Mängel der bisherigen alkoholometrischen Methoden.
Destillation. – Dieses Verfahren wird nur selten
angewandt, weil die Operation langwierig ist und viel Geschicklichkeit voraussetzt.
Man verdankt dafür Hrn. Gay-Lussac eine sinnreiche Anleitung, wobei er sich die
Ermittelung der absoluten Wahrheit zum Zwecke setzte, ohne die darauf zu verwendende
Zeit und Mühe zu berücksichtigen.
Dichtigkeiten. – Dieses Verfahren wird mangelhaft,
wenn man die Flüssigkeiten mit Salzen oder Syrupen vermischt, deren specifisches
Gewicht, welches größer als dasjenige des Alkohols ist, ihren wirklichen Gehalt
maskirt und Verdünnungen (recoupes) gestattet, durch
welche sowohl der Fiscus als der Käufer betrogen wird. Aus demselben Grunde
verbindet auch Hr. Gay-Lussac bei Untersuchung der Weine das
Destillationsverfahren mit seinem Alkohol-Aräometer.
Siedepunkt. – In dieser Hinsicht ist Tabarié's Methode unter den
bekannten unstreitig die beste; jeder Physiker weiß, wie schwierig der Siedepunkt
genau zu bestimmen ist; daß der Dampf sich überhitzen und sogar das in die
Flüssigkeit gesenkte Thermometer sich je nach dem Fall mehrere Grade über dem
wirklichen Siedepunkt erhalten kann, was für jeden weiteren Temperaturgrad einen
Irrthum von ungefähr 4 alkoholometrischen Graden veranlaßt. Auch müßten bei dieser
Methode die Veränderungen des Barometerstandes berücksichtigt werden.
Vorzüge des neuen Verfahrens.
Das von mir vorgeschlagene, auf der Ausdehnung beruhende Verfahren ist für geistige
Flüssigkeiten jeden Grades, sowie für Weine gleich anwendbar; denn die Salze, sowie
die aufgelösten oder suspendirten Pflanzenstoffe, welche sich zugleich mit dem
Wasser und Alkohol bilden, sind ohne merklichen Einfluß auf das Resultat, weil alle
Auflösungen in Wasser sich innerhalb der von mir gewählten Temperaturgränzen gerade
so ausdehnen wie das Wasser selbst.

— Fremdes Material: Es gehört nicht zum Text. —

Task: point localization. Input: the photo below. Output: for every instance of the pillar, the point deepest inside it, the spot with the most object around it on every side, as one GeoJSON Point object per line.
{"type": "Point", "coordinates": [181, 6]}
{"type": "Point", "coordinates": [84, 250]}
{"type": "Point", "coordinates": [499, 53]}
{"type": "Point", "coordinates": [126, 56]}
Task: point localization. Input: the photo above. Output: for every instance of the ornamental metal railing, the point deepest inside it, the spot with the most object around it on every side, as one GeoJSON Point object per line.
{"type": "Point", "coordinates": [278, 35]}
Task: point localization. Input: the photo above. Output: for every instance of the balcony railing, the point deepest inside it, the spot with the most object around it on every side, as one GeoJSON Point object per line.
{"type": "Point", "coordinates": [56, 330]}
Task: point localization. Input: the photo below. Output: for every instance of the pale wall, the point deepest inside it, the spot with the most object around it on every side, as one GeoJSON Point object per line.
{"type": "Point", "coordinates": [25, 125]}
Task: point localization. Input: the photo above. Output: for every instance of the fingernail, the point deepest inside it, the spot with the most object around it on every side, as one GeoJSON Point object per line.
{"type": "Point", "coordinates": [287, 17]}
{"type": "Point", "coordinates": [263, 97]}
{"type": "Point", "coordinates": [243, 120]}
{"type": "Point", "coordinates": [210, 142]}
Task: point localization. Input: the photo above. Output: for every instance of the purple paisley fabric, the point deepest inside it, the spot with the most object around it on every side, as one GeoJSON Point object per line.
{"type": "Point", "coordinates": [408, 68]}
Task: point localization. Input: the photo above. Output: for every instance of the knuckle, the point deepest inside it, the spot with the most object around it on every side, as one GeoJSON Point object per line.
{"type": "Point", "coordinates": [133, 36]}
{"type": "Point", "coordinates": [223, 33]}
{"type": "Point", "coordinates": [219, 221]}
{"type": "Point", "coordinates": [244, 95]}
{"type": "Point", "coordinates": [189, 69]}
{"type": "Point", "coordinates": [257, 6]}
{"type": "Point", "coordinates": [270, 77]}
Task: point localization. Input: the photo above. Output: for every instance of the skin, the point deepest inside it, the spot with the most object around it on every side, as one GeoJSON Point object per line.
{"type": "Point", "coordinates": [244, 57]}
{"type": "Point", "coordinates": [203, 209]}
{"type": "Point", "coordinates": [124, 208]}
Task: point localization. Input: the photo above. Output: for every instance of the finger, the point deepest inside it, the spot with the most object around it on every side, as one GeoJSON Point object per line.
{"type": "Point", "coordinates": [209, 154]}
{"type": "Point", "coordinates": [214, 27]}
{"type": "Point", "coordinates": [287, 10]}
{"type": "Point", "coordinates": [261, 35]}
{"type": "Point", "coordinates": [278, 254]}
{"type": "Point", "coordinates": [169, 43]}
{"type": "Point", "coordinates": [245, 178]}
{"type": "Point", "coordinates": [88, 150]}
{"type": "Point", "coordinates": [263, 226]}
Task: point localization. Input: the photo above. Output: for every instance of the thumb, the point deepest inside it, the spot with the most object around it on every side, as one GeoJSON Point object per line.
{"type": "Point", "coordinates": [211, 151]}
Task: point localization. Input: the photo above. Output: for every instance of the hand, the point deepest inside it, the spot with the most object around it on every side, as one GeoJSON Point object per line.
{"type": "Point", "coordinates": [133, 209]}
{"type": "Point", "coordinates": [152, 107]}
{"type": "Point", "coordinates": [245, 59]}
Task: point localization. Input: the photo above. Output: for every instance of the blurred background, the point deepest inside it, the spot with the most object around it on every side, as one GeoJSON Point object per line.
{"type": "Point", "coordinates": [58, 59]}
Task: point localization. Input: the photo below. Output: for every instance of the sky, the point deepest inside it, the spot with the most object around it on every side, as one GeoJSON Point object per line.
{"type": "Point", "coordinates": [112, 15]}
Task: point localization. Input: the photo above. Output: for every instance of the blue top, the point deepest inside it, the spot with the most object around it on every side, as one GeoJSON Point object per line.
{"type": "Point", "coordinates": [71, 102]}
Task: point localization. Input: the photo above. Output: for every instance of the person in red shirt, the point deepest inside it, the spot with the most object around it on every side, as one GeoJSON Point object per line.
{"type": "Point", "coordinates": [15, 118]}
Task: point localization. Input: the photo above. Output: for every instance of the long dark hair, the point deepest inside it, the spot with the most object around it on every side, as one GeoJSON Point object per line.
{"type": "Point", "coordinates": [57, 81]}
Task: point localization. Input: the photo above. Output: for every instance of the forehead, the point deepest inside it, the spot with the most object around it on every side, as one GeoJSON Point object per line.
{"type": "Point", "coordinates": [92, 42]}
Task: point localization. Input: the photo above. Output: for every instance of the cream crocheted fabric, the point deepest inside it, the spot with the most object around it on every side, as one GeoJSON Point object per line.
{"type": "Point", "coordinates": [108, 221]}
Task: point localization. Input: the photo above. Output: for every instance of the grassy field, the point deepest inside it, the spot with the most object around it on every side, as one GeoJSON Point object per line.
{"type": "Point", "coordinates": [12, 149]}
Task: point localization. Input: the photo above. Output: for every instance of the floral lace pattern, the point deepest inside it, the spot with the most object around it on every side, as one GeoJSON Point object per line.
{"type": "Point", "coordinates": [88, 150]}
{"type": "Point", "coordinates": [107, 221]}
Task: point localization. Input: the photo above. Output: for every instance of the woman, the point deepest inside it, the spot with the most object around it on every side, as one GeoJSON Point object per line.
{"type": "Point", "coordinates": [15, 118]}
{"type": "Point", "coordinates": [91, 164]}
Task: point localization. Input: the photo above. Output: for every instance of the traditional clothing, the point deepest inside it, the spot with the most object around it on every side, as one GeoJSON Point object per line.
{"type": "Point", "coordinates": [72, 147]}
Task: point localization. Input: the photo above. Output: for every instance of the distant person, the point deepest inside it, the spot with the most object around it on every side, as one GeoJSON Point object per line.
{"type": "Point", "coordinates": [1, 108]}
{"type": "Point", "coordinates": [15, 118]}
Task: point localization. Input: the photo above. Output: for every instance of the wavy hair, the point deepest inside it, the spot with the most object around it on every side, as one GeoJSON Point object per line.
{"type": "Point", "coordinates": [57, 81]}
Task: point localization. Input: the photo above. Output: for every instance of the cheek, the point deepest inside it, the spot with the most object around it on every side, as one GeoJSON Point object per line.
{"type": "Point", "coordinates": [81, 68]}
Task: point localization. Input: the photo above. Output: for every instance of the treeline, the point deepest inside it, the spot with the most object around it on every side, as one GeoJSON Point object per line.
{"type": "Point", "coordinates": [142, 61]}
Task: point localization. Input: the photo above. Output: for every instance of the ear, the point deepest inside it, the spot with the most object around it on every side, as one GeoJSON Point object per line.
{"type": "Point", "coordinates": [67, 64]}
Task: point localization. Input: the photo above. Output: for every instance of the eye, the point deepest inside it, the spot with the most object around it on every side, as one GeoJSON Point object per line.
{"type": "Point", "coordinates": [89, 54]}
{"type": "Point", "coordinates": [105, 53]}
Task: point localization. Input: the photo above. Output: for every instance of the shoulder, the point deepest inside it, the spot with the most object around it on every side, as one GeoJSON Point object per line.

Eine Beimischung ausdehnbarerer Flüssigkeiten, als der Alkohol
ist, hat man nicht zu befürchten, da sie alle theurer als der Weingeist sind und
sich überdieß durch ihren eigenthümlichen Geruch oder Geschmack verrathen würden.
Minder ausdehnbare Körper als das Wasser, wenn es solche gibt, würden sich in
gleichem Falle befinden.
Ich wählte die anfängliche Temperatur von 25° C., weil man im Sommer überall
Wasser findet, das noch kälter ist.
Die Endtemperatur von 50° C. wählte ich um Verdunstungen zu vermeiden, die den
Grad vermindern könnten, wenn der Siedepunkt der Flüssigkeit von dieser Temperatur
zu wenig entfernt wäre; der Spielraum von 25° ist hinreichend. Ferner lassen
sich diese beiden Temperaturen sehr leicht unterhalten, wenn das Wassergefäß
ungefähr 1 Liter faßt und man, nachdem der Grad erreicht ist, eine Weingeistlampe
unter das Wassergefäß stellt. Die das Instrument tragende Platte dient zum Umrühren
des Wassers, damit die Temperatur desselben überall gleichförmig bleibt.